02 Dezember 2012
Goethes Mutter über die Erfahrungen der Reichsstadt Frankfurt mit der französischer Besetzung 1797
Goethes Mutter schreibt in einer Zeit vor der strikten Rechtschreibnormierung. Dennoch war ihre Rechtschreibung selbst für einen Privatbrief unterdurchschnittlich normiert. Keinesfalls darf man allerdings die Rechtschreibung heutiger Goetheausgaben für die Norm halten, an der Goethe selbst sich orientierte.
Zeichenerklärungen: f = Gulden |: = ( :| = ) [díe damals gültige Normschreibweise]
Frankfurt war im Ersten Koalitionskrieg schon 1792 für knapp einen Monat besetzt gewesen. 1797 (Preußen hatte 1795 einen Sonderfrieden mit Frankreich geschlossen) wurde es wieder französischen Truppen besetzt, dann wieder von österreichischen Truppen befreit/besetzt. Größere Plünderungen wurden durch die beschriebene "freiwillige" Zahlung abgewendet.

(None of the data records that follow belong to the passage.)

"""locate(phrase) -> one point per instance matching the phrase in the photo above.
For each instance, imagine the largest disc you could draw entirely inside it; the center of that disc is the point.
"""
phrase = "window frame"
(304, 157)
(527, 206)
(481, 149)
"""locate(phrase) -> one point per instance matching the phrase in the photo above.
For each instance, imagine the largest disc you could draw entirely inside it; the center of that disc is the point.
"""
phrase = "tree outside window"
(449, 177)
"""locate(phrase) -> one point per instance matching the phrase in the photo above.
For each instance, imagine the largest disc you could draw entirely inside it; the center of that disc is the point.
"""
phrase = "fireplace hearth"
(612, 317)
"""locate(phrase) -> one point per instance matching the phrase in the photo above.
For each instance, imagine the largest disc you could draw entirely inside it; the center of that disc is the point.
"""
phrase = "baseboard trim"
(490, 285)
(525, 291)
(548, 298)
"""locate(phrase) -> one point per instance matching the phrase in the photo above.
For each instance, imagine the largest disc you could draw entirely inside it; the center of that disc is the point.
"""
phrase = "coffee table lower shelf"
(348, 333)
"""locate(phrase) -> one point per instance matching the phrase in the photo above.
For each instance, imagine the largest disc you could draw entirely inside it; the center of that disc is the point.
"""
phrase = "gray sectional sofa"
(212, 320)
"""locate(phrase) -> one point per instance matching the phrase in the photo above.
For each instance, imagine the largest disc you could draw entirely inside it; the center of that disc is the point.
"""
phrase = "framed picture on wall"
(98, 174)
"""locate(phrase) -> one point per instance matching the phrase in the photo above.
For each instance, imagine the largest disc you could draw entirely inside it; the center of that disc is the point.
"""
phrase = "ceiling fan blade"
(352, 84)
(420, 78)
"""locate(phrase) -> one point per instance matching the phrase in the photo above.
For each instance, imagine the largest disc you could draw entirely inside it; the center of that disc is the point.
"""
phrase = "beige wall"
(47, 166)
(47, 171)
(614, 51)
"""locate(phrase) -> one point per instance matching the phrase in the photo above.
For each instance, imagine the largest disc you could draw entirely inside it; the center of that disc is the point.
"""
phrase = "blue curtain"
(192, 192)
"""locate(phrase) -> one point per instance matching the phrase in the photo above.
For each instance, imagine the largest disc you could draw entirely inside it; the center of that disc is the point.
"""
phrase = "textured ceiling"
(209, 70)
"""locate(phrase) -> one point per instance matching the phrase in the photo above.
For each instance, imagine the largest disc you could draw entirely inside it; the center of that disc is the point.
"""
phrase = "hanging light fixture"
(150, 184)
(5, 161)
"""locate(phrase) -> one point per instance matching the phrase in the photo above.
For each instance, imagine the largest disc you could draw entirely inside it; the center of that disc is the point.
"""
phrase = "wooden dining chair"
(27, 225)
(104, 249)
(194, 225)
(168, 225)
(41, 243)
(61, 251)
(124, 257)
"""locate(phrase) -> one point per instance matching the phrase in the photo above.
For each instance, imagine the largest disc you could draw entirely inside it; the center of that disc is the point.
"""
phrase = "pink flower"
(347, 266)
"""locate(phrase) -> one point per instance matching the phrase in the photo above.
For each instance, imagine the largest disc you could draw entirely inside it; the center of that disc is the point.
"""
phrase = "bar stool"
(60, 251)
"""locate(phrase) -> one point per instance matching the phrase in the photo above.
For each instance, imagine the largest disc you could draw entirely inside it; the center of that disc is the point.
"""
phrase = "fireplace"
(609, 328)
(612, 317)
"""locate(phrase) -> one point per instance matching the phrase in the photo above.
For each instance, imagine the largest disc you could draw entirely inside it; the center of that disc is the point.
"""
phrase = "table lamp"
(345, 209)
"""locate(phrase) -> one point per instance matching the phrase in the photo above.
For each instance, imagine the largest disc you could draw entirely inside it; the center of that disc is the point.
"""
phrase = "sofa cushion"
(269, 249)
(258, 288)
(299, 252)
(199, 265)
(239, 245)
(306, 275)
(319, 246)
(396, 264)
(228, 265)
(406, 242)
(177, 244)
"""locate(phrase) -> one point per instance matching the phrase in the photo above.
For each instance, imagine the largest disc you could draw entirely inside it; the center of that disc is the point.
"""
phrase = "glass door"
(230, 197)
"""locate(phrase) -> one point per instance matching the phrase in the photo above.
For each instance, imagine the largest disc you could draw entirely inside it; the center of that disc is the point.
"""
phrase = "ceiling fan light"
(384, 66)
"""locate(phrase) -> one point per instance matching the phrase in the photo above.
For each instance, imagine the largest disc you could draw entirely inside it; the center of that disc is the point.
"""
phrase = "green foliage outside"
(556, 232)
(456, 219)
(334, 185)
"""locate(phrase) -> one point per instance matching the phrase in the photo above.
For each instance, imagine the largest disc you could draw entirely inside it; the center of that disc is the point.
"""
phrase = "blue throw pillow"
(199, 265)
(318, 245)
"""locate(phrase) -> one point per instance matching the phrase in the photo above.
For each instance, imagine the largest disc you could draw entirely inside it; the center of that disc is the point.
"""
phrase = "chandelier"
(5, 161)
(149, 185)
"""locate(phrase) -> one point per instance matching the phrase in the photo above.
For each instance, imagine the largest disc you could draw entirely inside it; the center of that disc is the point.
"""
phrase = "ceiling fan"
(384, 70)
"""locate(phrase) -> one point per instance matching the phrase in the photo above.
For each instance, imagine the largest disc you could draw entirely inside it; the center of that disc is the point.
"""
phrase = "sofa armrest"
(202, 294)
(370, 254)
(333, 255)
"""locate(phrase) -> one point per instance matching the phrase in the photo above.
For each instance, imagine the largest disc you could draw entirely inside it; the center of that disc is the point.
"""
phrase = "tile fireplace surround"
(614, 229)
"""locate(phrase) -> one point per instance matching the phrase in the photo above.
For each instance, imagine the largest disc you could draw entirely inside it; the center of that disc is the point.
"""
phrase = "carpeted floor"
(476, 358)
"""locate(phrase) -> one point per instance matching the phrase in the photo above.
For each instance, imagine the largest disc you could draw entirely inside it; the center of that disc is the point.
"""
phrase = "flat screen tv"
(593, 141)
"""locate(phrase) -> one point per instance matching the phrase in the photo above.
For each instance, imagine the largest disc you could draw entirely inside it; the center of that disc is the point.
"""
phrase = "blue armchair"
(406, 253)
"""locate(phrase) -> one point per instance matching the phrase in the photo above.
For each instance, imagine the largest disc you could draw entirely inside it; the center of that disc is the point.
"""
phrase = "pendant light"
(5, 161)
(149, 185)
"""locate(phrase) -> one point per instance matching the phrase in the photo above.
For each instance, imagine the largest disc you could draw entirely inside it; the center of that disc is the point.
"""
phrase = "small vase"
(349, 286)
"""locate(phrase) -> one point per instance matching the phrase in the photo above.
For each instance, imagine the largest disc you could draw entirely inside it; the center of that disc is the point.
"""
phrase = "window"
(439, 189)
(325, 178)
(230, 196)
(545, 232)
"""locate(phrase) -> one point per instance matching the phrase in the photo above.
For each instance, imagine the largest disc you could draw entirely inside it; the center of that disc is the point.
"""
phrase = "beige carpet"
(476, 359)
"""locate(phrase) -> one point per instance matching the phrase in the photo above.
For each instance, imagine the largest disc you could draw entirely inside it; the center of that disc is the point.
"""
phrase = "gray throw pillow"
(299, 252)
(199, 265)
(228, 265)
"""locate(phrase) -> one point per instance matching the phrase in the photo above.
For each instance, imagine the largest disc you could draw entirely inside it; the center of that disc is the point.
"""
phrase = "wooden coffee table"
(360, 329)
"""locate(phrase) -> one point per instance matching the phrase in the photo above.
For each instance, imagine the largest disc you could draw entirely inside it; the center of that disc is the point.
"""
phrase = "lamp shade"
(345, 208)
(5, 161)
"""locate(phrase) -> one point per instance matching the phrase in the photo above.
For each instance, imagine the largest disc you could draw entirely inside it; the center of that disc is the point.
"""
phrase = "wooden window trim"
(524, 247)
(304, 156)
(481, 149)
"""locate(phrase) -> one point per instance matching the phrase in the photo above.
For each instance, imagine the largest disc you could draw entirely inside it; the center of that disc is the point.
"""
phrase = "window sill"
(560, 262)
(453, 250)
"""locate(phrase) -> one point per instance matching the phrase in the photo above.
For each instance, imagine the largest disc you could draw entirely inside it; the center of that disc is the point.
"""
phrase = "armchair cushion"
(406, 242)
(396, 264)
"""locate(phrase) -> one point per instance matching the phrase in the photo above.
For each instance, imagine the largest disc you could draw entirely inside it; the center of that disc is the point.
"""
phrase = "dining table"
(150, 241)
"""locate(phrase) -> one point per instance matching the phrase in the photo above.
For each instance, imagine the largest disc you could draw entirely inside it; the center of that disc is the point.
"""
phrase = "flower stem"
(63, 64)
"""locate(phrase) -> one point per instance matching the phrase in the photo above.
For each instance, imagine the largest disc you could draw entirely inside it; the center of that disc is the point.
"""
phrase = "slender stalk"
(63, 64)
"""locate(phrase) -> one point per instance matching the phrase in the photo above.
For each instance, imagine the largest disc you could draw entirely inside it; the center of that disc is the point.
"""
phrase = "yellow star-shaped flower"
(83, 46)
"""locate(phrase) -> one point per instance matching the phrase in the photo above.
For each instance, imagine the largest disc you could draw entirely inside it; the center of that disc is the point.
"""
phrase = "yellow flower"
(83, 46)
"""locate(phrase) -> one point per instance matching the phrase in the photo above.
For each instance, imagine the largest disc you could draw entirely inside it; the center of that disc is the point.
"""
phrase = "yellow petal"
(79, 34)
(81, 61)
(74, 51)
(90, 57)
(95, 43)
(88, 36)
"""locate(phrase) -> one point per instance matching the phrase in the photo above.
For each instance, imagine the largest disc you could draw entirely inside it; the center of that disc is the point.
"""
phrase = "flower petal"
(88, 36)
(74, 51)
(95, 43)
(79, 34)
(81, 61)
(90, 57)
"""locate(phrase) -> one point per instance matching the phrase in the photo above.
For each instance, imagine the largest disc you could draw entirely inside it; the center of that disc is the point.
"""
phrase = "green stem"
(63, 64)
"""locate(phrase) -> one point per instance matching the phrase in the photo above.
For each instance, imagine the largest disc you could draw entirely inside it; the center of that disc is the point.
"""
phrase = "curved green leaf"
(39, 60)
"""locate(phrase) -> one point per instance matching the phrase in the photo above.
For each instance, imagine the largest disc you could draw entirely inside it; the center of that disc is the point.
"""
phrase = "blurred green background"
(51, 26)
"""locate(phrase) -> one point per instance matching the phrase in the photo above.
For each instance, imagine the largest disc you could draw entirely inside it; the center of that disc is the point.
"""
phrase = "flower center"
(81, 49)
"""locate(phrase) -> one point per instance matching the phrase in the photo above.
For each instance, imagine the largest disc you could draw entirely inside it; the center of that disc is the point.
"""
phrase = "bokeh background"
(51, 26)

"Unser Liebes Franckfurth komt wieder nach und nach ins alte Gleiß – Gott sey ewig danck, daß unsere Verfaßung geblieben ist – davor war mir am bängsten – mit den Schulden – und was die Bürger am Ende werden beytragen müßen wird sichs auch geben – von dem Gelde das vom Kirchen und Bürger Silber ist geschlagen worden, soll Augst auch einen Convensthaler zum Andencken in seine Spaarbüsse haben – es sind doch 80 000 f zusammen getragen worden – von Maleberth – und die alte Frau Leerse haben keinen Silbernern Löffel mehr – und der Pfarrer Starck |:der nun gestorben ist:| hat sein schönes Müntzcabinet auch dazuhergegeben – genung jeder hat gethan was ihm möglich war – die ärmsten Leute haben die Patengeschencke ihrer Kinder dargebracht – auch haben die Frantzsosen gesagt so eine Einigkeit zwischen Magisterrath und Bürgerschaft wäre ihnen noch in keinem Lande in keinem Orte vorgekommen. Es wird dir bewußt seyn daß alles was mann beygetragen hat auf 6 Jahre zu 4 procent verintresirt wird – nun ginge mir es sehrsonderbahr – den 1ten Juli legte Pfeil 7200 f an mich ab die wurden denn sogleich wieder angelegt und zwar recht gut zu 5 procent – den 16ten kammen die Freitheits Männer da war nun bey mir große Noth – ich hatte nur so viel als ich zum täglichen Leben brauchte – geben mußte ich – auch hätte ich mich zu Tode geschämt und gekrämt – also Geld herbey! Aber woher! Jeder brauchte das seine vor sich selbst – ich war nicht allein in diesem Fall – Frau Schöff Schlosser – Herr Hoffrath Steitz – Jungfer Steitz und mehrre – wir schickten den Lippoldt nach Hanau – es war nichts – Endlich erbarmte sich ein unbeschnidner Jude aber zu 9 procent und nach Versatz von 3 Kayerlichen Obligationen!! Ich überlegte und da fiel mir ein – daß dieser Wucher bey mir nur 8 Monathe dauern durfte – indem ich stipulirter maßen das andre Jahr vom Hirschgräber Hauß 2000 f abgelegt bekomme – die doch wieder angelegt werden müßen – also ist der Verlust nicht groß – ich bekomme so zu sagen doppelte Intereßen – einmahl vom Hauß und von der Stadt – also nahm ich das Geld – und im May kriegt er es wieder – So habe ich mich durchgedrückt. Heute habe eine sehr gute Nachricht gehört – |: wenn sie wahr ist:| die Stadt ist vom Convent vor Neuterahl erklährt, und die Geißlen kommen in 14 Tagen wieder – das wäre herrlich. [...]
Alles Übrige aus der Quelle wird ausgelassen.